Autophagy Inhibition via Hydroxychloroquine or 3-Methyladenine Enhances Chemotherapy-Induced Apoptosis in Neuro-Blastoma and Glioblastoma.

机构信息

Department of Chemistry and Biochemistry, University of Windsor, Windsor, ON N9B 3P4, Canada.

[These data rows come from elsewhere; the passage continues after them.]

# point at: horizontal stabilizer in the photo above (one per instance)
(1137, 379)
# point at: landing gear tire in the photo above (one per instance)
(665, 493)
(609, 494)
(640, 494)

Department of Pharmacology and Toxicology, University of Toronto, Toronto, ON M5R 0A3, Canada.

出版信息

Int J Mol Sci. 2023 Jul 27;24(15):12052. doi: 10.3390/ijms241512052.

DOI:10.3390/ijms241512052
PMID:37569432
原文链接:https://pmc.ncbi.nlm.nih.gov/articles/PMC10418453/
Abstract

Neuroblastoma is the most common tumour in children under 1 year old, accounting for 12-15% of childhood cancer deaths. Although current treatments are relatively efficacious against this cancer, associated adverse effects could be detrimental to growth and development. In contrast, glioblastoma accounts for 52% of brain tumours and has an extremely poor prognosis. Current chemotherapeutics include temozolomide, which has numerous negative side-effects and a low-effective rate. Previous studies have shown the manipulation of autophagy to be a promising method for targeting cancers, including glioblastoma. We sought to determine the effects of autophagic alterations in combination with current chemotherapies in both neuroblastoma and glioblastoma. Supplementing cisplatin or temozolomide with autophagy activator rapamycin stabilized cancer cell mitochondria, despite having little effect on apoptosis or oxidative stress. Autophagy inhibition via 3-methyladenine or hydroxychloroquine alongside standard chemotherapies enhanced apoptosis and oxidative stress, with 3-methyladenine also disrupting mitochondrial health. Importantly, combining hydroxychloroquine with 0.5 µM cisplatin or 50 µg/mL temozolomide was as or more effective than 2 µM cisplatin or 100 µg/mL temozolomide alone. Analyzing these interesting results, a combined treatment of autophagy inhibitor with a standard chemotherapeutic agent could help to improve patient prognosis and reduce chemotherapy doses and their associated side-effects.

摘要

神经母细胞瘤是 1 岁以下儿童中最常见的肿瘤,占儿童癌症死亡人数的 12-15%。尽管目前的治疗方法对这种癌症相对有效,但相关的不良反应可能对生长和发育有害。相比之下,胶质母细胞瘤占脑肿瘤的 52%,预后极差。目前的化疗药物包括替莫唑胺,它有许多负面副作用和低有效率。先前的研究表明,操纵自噬是针对癌症(包括胶质母细胞瘤)的一种有前途的方法。我们试图确定自噬改变与目前的化疗联合应用于神经母细胞瘤和胶质母细胞瘤的效果。补充顺铂或替莫唑胺与自噬激活剂雷帕霉素稳定了癌细胞的线粒体,尽管对细胞凋亡或氧化应激几乎没有影响。通过 3-甲基腺嘌呤或羟氯喹联合标准化疗抑制自噬增强了细胞凋亡和氧化应激,3-甲基腺嘌呤还破坏了线粒体的健康。重要的是,将羟氯喹与 0.5 µM 顺铂或 50 µg/mL 替莫唑胺联合使用的效果与单独使用 2 µM 顺铂或 100 µg/mL 替莫唑胺相同或更好。分析这些有趣的结果表明,自噬抑制剂与标准化疗药物的联合治疗可能有助于改善患者的预后,并减少化疗药物剂量及其相关的副作用。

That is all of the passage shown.